5.3/6 (42 opinie)
6.0/6
Uwielbiam Amerykę Południową a Wenezuela jest jej kwintesencją, KOCHAM KOCHAM KOCHAM , zaskakująca, bardzo naturalna, pełna kolorytu i bez botoksu na równinach :) Było bardzo super - dziękujemy Dorocie którą jest wspaniałą osobą o olbrzymiej wiedzy i wielkim sercu.
5.5/6
To co najbardziej mnie urzekło w Wenezueli to natura. Jest to kraj niedotknięty jeszcze przez komercję. Niezwykle zielone lasy, piękne plaże, krystalicznie czysta woda. Możliwość obcowania z kajmanami, aligatorami, kapibarami, a przede wszystkim z anakondą zieloną sprawia że ten wyjazd oceniam zdecydowanie wyżej niż na ile zasługuje. Ale o tym poniżej.
5.5/6
Wyprawę oceniam bardzo wysoko. Przepiękne widoki, miła atmosfera na wyjeździe i genialny pilot. Pilot Tomasz potrafił ciekawie opowiadać o życiu Wenezuelczyków i ich sytuacji a także o ich historii. Potrafił zjednoczyć grupę i rozkręcić super imprezę, na której świetnie się bawiliśmy. polecam wyprawę po dzikich równinach Wenezueli z pilotem Tomaszem.
5.5/6
świetna wycieczka,momentami wymagająca wysiłku/gdy się ma 60 plus/.Każdy dzień dostarczał innych Wrażeń!!!Ale od początku-samolot na tak długi lot ciasny,niewygodne fotele. Hotel w Porlamar fajny, łącznie z wyżywieniem. Kolejny dzień w Caracas- bezpiecznie,spokojnie.Byliśmy pilnowani przez policję i ochronę turystyczną.Miasto ciekawe, pełne kolorów i różnorakich pojazdów. Przelot do Vigia i dalej przejazd,aż do miejsca,gdzie wsiedliśmy do łódek i popłynęli na jezioro Maracaibo, do domu na palach. Płynąc mogliśmy podziwiać faunę i florę/super/.Noc w hamakach /z moskitierami,także komary niezbyt dokuczały,ale trzeba uważać,bo hamaki wywrotne/Przyda się latareczka w nocy.Ok.3 w nocy zagrzmiało i parę razy błysnęło delikatnie-to tyle jeśli chodzi o Catacumbo.
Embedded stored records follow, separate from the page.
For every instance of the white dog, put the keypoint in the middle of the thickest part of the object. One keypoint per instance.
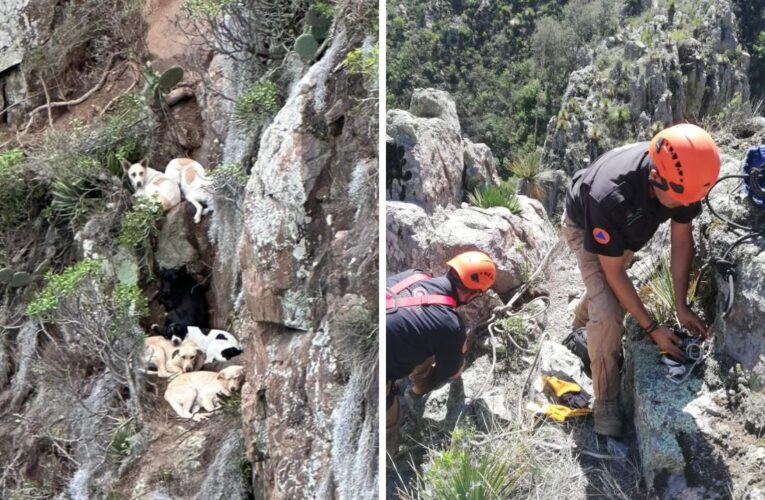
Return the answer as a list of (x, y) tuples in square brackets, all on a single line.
[(153, 184), (189, 393), (218, 345), (170, 360), (194, 184)]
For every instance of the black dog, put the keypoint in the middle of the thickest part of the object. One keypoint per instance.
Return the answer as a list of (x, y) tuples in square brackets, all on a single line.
[(185, 303)]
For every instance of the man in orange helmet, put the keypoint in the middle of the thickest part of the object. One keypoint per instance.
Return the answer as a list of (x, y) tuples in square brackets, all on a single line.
[(613, 208), (425, 336)]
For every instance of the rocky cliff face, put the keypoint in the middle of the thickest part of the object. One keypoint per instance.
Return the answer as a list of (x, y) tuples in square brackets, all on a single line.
[(430, 162), (430, 169), (308, 255), (669, 65), (672, 65)]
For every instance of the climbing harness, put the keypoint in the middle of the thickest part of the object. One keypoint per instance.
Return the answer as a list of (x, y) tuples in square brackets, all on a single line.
[(753, 177), (695, 352), (393, 302), (754, 170)]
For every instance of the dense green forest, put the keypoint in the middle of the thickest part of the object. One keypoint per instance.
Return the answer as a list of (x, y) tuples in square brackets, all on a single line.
[(506, 63), (751, 17)]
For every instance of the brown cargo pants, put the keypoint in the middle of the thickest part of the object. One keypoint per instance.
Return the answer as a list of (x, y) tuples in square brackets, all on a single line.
[(600, 311), (421, 380)]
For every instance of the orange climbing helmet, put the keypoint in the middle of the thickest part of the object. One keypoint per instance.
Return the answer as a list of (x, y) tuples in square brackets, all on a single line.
[(475, 270), (687, 160)]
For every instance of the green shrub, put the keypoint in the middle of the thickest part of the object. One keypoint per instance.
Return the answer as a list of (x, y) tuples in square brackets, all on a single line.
[(619, 118), (130, 300), (85, 31), (258, 104), (62, 285), (496, 195), (461, 472), (31, 490), (82, 163), (139, 225), (363, 62), (121, 436), (534, 177), (205, 8), (659, 294), (20, 194)]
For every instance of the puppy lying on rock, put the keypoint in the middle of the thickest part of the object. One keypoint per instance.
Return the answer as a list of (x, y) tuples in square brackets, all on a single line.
[(153, 184), (170, 360), (190, 393)]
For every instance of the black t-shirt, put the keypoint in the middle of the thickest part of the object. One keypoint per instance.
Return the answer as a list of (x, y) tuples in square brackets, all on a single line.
[(415, 333), (611, 201)]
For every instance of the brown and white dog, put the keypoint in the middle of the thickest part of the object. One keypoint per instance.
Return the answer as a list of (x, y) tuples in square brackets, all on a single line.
[(190, 393), (169, 360), (194, 184), (153, 184)]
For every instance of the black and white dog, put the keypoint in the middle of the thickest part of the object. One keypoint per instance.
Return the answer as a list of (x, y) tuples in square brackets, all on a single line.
[(184, 300), (218, 345)]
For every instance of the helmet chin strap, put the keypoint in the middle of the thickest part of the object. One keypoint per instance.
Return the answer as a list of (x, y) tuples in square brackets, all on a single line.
[(660, 184)]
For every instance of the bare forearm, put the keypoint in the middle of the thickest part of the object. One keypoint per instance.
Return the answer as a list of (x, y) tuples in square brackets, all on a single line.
[(680, 267)]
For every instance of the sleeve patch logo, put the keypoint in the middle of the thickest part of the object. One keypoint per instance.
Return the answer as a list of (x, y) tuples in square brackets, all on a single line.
[(601, 236)]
Dalej podróż do Meridy.Większość grupy /było nas 14/ pojechała kolejką linową/ fakultet/, wrócili zachwyceni,chociaż mówili,że mieli problem z utrzymaniem równowagi,ale nikt nie żałował wjazdu i zjazdu. Ci co nie byli - wcześniejszy przyjazd do hotelu, można było odpocząć/hotel fajny/.Kolejny dzień to śniadanie w lokalnej restauracji- porządnie zgłodnieliśmy, nim otrzymało się to śniadanie. Dalej zwiedzanie Meridy i dalsza podróż przez góry/byłoby ciężko,gdyby nie przyjaciel Rum/. Pózny przyjazd na ranczo - wystawna kolacja i wygodny nocleg/mimo,że nie było ciepłej wody - co zdarzało się często na objeżdzie/. Rano kolejny przejazd, na kolejne ranczo z basenem/pobyt jak w planie wycieczki/.Było megaciekawie!! Ale moja uwaga - ubierać się w przewiewne, długie spodnie,koszule z długimi rękawami i koniecznie nakrycia głowy - mnóstwo much i innych owadów/ czerwona mugga nie pomagała/, przyda się też bawełniany szal. Kolejnego dnia długi przejazd do Maracay, i tu super hotel,można było odpocząć i "posmakawać "cywilizacji!! Szkoda,że tylko 1 noc. I przejazd przez Park Henry Pitter autobusem Chiva - trzeba to samemu przeżyć!!! Zakwaterowanie w posadzie /wygodnie, basen, piękne otoczenie/, krótki przejazd na cudowną plażę. Dla chętnych polecam zaopatrzyć się znowu w rum/na plaży nie byłożadnego alkoholu/.Kolejnego dnia przepłynięcie łodzią na dziką plażę / trochę trzęsło na falach i moczyło/- plaża cudowna. można było "wytaplać" się na brzegu morza w piachu i falach/nie dało się pływać/za duże fale/. Następnego rano powrót do Maracay poskręcaną drogą. Z Maracay do Caracas.Nie udalo nam się zwiedzić destylarni rumu. Po zwiedzeniu domu Bolivara, przejazd na lotnisko i przelot do Porlamar i do wybranych hoteli.